The story, “from our correspondent,” claims that the black-and-white kitten lived in the Hotel Belvedere at 10,820 feet, where he would watch departing alpinists as they left for the summit. One morning, apparently, he decided to follow them. “After a long and lonely climb” he reached the Solway hut at 12,556 feet, and the next day “bivouacked in a couloir above the shoulder.” A climbing party passed him on the third day, and he caught them up at the summit (14,780 feet), “miauing and tail up,” and was rewarded with a share of their meal. He was carried back down in a rucksack.

This is all reported very earnestly, and there’s even a photograph of the cat, but I can’t find a corroborating account anywhere. Both The Canadian Nurse and The Veterinary Record picked up the story, but they both credit the Times. The Guinness Book of World Records cited the cat for its feat, but presumably they’re relying on the same account.
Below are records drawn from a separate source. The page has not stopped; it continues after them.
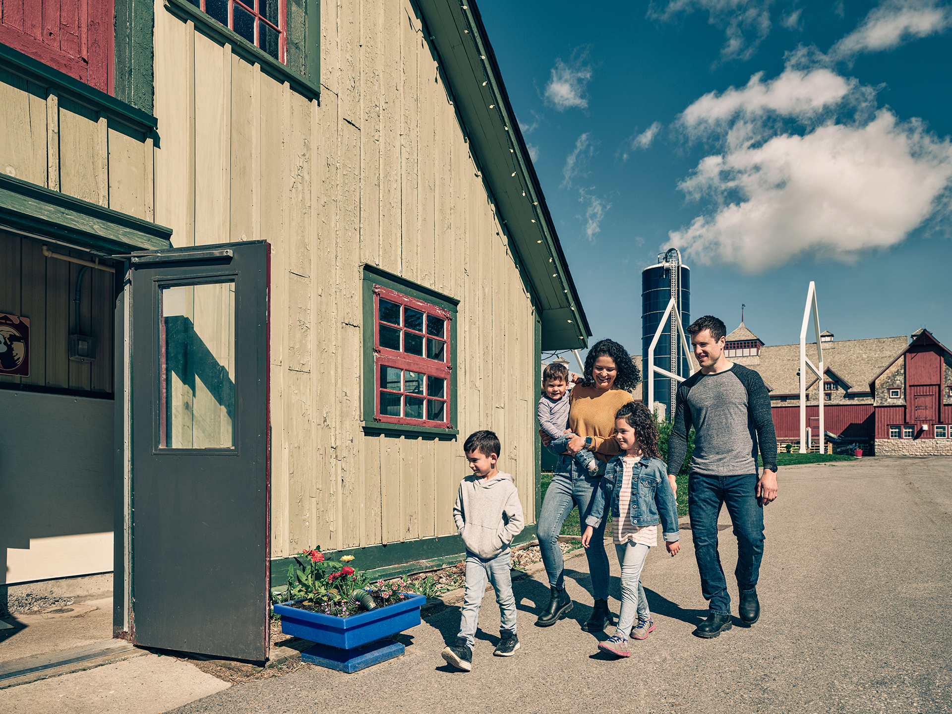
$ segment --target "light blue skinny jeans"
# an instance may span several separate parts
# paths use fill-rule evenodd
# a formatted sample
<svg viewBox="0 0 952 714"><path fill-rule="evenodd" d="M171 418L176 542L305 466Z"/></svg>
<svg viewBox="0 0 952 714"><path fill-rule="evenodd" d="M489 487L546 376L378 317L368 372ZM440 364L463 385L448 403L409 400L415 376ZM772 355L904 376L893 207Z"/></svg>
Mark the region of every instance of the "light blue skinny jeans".
<svg viewBox="0 0 952 714"><path fill-rule="evenodd" d="M599 462L598 473L589 475L581 467L575 459L566 454L559 457L552 483L545 491L539 513L539 526L536 533L539 536L539 550L542 562L548 574L549 587L560 590L565 586L562 549L559 547L559 533L572 508L579 508L579 522L584 524L591 510L595 490L605 474L605 464ZM595 600L608 599L608 556L605 552L605 525L606 518L602 519L602 525L595 528L591 543L585 550L588 559L588 572L592 579L592 595Z"/></svg>
<svg viewBox="0 0 952 714"><path fill-rule="evenodd" d="M651 617L648 599L645 597L645 588L642 587L642 570L645 568L645 561L650 549L651 547L644 543L631 541L621 545L615 545L618 564L622 566L622 611L618 615L615 634L625 639L631 634L636 612L642 617Z"/></svg>
<svg viewBox="0 0 952 714"><path fill-rule="evenodd" d="M486 594L486 584L491 583L496 591L499 605L500 632L505 629L516 631L516 597L512 594L512 578L509 565L512 552L506 549L495 558L483 560L475 553L466 551L466 591L463 596L463 614L460 618L460 634L466 638L469 648L476 643L476 625L479 622L479 608Z"/></svg>

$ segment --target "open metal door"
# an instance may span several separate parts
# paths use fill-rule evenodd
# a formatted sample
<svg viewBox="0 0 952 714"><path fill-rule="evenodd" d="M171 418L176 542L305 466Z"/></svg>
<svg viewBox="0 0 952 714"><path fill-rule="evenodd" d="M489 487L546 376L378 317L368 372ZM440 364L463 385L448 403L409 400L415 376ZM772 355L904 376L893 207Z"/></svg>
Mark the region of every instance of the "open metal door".
<svg viewBox="0 0 952 714"><path fill-rule="evenodd" d="M268 648L265 241L129 256L129 639Z"/></svg>

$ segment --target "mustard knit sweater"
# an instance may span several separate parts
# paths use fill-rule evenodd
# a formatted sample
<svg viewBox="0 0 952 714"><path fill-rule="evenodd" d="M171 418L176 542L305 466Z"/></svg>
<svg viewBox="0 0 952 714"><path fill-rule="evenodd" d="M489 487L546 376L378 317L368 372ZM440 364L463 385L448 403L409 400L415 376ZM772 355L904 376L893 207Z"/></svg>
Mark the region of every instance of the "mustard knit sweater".
<svg viewBox="0 0 952 714"><path fill-rule="evenodd" d="M615 431L615 412L634 397L625 389L603 391L577 385L569 395L568 428L579 436L592 438L595 458L607 462L619 452Z"/></svg>

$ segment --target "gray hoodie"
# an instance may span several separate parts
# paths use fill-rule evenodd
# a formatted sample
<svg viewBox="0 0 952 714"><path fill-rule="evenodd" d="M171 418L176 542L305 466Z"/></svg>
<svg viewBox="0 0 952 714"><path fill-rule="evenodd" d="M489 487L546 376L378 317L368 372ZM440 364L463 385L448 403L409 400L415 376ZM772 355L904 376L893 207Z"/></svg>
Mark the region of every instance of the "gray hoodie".
<svg viewBox="0 0 952 714"><path fill-rule="evenodd" d="M512 477L502 471L489 480L466 476L460 482L453 520L466 550L483 560L508 550L526 526Z"/></svg>

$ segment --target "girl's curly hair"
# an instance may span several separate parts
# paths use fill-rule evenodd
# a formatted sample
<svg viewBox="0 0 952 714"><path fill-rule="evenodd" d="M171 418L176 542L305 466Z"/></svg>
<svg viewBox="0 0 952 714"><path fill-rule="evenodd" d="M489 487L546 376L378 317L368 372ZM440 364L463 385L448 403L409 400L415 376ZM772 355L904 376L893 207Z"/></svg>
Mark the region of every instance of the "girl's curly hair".
<svg viewBox="0 0 952 714"><path fill-rule="evenodd" d="M641 402L628 402L617 412L615 419L624 419L635 430L635 438L642 447L642 453L652 459L661 458L658 448L658 425L654 414Z"/></svg>
<svg viewBox="0 0 952 714"><path fill-rule="evenodd" d="M582 381L583 387L595 387L595 378L592 376L592 369L595 367L595 360L599 357L611 357L618 369L618 376L615 377L615 387L633 392L635 387L642 382L642 370L631 361L628 350L623 347L614 340L599 340L595 346L588 350L585 355L585 378Z"/></svg>

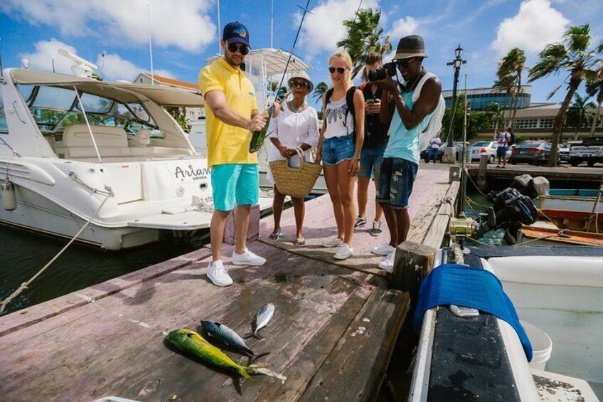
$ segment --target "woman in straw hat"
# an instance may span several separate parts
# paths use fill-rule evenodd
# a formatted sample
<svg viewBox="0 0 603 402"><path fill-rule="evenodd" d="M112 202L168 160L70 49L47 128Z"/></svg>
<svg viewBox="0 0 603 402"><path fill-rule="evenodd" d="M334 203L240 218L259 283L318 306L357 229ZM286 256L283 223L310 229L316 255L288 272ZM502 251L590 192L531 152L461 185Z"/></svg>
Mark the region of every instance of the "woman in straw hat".
<svg viewBox="0 0 603 402"><path fill-rule="evenodd" d="M337 236L326 239L322 245L336 247L333 258L345 260L354 254L352 236L356 210L353 193L364 140L364 96L358 89L351 90L352 59L348 52L337 51L331 55L329 72L333 88L323 101L324 123L316 162L322 160ZM352 107L353 110L350 110Z"/></svg>
<svg viewBox="0 0 603 402"><path fill-rule="evenodd" d="M283 102L282 110L270 122L267 138L270 139L274 147L270 149L268 162L291 157L291 166L299 167L300 161L296 148L302 149L306 160L311 160L310 149L316 147L319 142L319 119L316 109L309 106L305 100L306 96L312 91L314 87L310 77L305 71L296 73L289 79L289 88L291 88L293 99ZM274 179L270 170L267 179L274 184ZM274 184L274 199L272 201L274 229L269 237L275 241L282 236L280 221L284 197L284 194L279 192ZM304 247L306 239L302 228L305 213L304 199L292 197L292 200L297 226L295 245Z"/></svg>

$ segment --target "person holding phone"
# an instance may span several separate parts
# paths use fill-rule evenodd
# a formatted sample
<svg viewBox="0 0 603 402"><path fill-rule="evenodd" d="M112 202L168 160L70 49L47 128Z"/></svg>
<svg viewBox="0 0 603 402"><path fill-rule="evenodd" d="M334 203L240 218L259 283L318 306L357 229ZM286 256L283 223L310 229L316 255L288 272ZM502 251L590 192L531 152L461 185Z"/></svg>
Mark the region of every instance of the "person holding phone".
<svg viewBox="0 0 603 402"><path fill-rule="evenodd" d="M383 66L383 60L380 53L373 52L365 58L365 75L368 77L370 70L376 70ZM364 143L360 155L360 170L358 170L358 192L356 194L358 204L358 216L356 218L356 228L366 225L366 204L368 199L368 185L371 177L375 181L375 189L379 189L379 175L383 152L388 146L388 130L389 122L382 123L379 120L381 110L381 95L383 90L375 83L364 83L358 88L362 90L365 102ZM381 217L383 209L379 203L375 203L375 218L370 234L378 236L383 233Z"/></svg>

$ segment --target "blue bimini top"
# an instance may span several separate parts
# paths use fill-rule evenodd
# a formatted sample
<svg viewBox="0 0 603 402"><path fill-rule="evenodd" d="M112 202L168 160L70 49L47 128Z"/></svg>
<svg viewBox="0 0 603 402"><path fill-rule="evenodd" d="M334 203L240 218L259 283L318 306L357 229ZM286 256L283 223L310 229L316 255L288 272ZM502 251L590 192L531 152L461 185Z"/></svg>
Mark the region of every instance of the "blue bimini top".
<svg viewBox="0 0 603 402"><path fill-rule="evenodd" d="M496 275L481 268L443 264L423 278L415 312L415 331L421 330L425 312L436 306L455 305L491 314L508 322L517 332L528 361L532 360L532 344L519 323L511 299Z"/></svg>

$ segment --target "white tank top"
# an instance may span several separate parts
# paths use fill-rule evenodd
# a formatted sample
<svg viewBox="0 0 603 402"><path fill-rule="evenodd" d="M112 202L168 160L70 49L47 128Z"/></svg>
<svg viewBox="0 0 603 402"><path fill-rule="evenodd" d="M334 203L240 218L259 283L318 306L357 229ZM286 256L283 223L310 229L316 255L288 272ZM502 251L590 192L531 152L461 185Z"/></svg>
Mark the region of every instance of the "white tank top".
<svg viewBox="0 0 603 402"><path fill-rule="evenodd" d="M325 139L342 137L354 132L354 120L352 114L348 112L345 96L339 100L331 100L326 104L324 122L326 123Z"/></svg>

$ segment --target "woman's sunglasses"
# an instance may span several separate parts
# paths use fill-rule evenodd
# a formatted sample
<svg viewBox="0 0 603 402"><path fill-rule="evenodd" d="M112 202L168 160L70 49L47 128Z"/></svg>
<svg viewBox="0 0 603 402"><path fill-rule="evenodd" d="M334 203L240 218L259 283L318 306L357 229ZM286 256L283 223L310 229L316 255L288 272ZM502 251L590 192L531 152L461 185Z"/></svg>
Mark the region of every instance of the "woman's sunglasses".
<svg viewBox="0 0 603 402"><path fill-rule="evenodd" d="M291 83L291 88L299 87L300 88L307 88L308 83L305 81L293 81Z"/></svg>
<svg viewBox="0 0 603 402"><path fill-rule="evenodd" d="M239 51L242 55L245 55L249 53L249 46L242 43L228 43L229 52L233 53L237 51Z"/></svg>
<svg viewBox="0 0 603 402"><path fill-rule="evenodd" d="M335 71L337 71L340 74L343 74L343 73L346 72L346 70L347 70L347 68L343 68L343 67L338 67L337 68L335 68L334 67L329 67L329 72L331 73L331 74L335 73Z"/></svg>

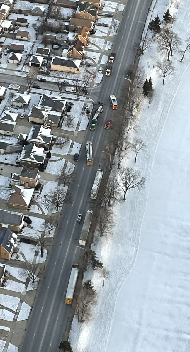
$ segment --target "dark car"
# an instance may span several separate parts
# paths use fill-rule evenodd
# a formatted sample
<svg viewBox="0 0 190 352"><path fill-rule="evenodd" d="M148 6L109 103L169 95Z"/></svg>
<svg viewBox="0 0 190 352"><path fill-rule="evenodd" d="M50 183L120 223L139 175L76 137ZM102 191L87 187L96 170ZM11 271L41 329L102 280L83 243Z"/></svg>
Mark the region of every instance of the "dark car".
<svg viewBox="0 0 190 352"><path fill-rule="evenodd" d="M37 89L40 89L39 86L38 86L37 84L33 84L32 88L36 88Z"/></svg>
<svg viewBox="0 0 190 352"><path fill-rule="evenodd" d="M74 161L78 161L78 154L75 154L74 156Z"/></svg>
<svg viewBox="0 0 190 352"><path fill-rule="evenodd" d="M85 95L87 95L87 94L88 94L88 92L86 88L83 88L82 91Z"/></svg>
<svg viewBox="0 0 190 352"><path fill-rule="evenodd" d="M112 13L105 13L104 15L105 17L113 17Z"/></svg>

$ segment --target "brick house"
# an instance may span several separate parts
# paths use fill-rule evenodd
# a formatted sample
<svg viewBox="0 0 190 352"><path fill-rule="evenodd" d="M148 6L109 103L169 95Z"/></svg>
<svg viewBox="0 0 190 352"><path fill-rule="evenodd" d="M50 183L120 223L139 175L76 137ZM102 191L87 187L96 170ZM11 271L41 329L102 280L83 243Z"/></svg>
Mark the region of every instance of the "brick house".
<svg viewBox="0 0 190 352"><path fill-rule="evenodd" d="M17 241L17 235L10 229L0 231L0 258L11 259Z"/></svg>
<svg viewBox="0 0 190 352"><path fill-rule="evenodd" d="M24 215L0 209L0 229L8 228L19 232L24 225Z"/></svg>

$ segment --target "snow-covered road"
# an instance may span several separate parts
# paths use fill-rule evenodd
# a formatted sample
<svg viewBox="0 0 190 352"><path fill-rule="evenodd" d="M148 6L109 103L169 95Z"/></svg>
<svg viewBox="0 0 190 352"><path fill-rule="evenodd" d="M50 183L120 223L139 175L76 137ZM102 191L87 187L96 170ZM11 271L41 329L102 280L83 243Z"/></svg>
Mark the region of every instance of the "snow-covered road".
<svg viewBox="0 0 190 352"><path fill-rule="evenodd" d="M138 255L116 300L108 352L186 350L190 333L189 77L190 65L156 150Z"/></svg>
Is this preposterous? Do I overestimate the Matterhorn? Do I underestimate kittens? Can anyone shed any light on this?

If You Build It …

http://msrmaps.com/map.aspx?t=1&s=11&lat=41.4580200&lon=-109.4904136&w=700&h=700

Green River, Wyo., is certainly neighborly: In 1994, when NASA determined that up to six meteors might strike Jupiter, Green River’s city council designated an airstrip south of town as the Greater Green River Intergalactic Spaceport. They asked NASA to broadcast the news to any fleeing Jovians and warned residents to “prepare themselves to make welcome any refugees who might cast themselves upon our mercy.”

Mayor George Eckman told the Rock Springs Rocket-Miner, “I feel it is a gesture that could be made and should be made by someone on the planet Earth to fellow citizens of the solar system.”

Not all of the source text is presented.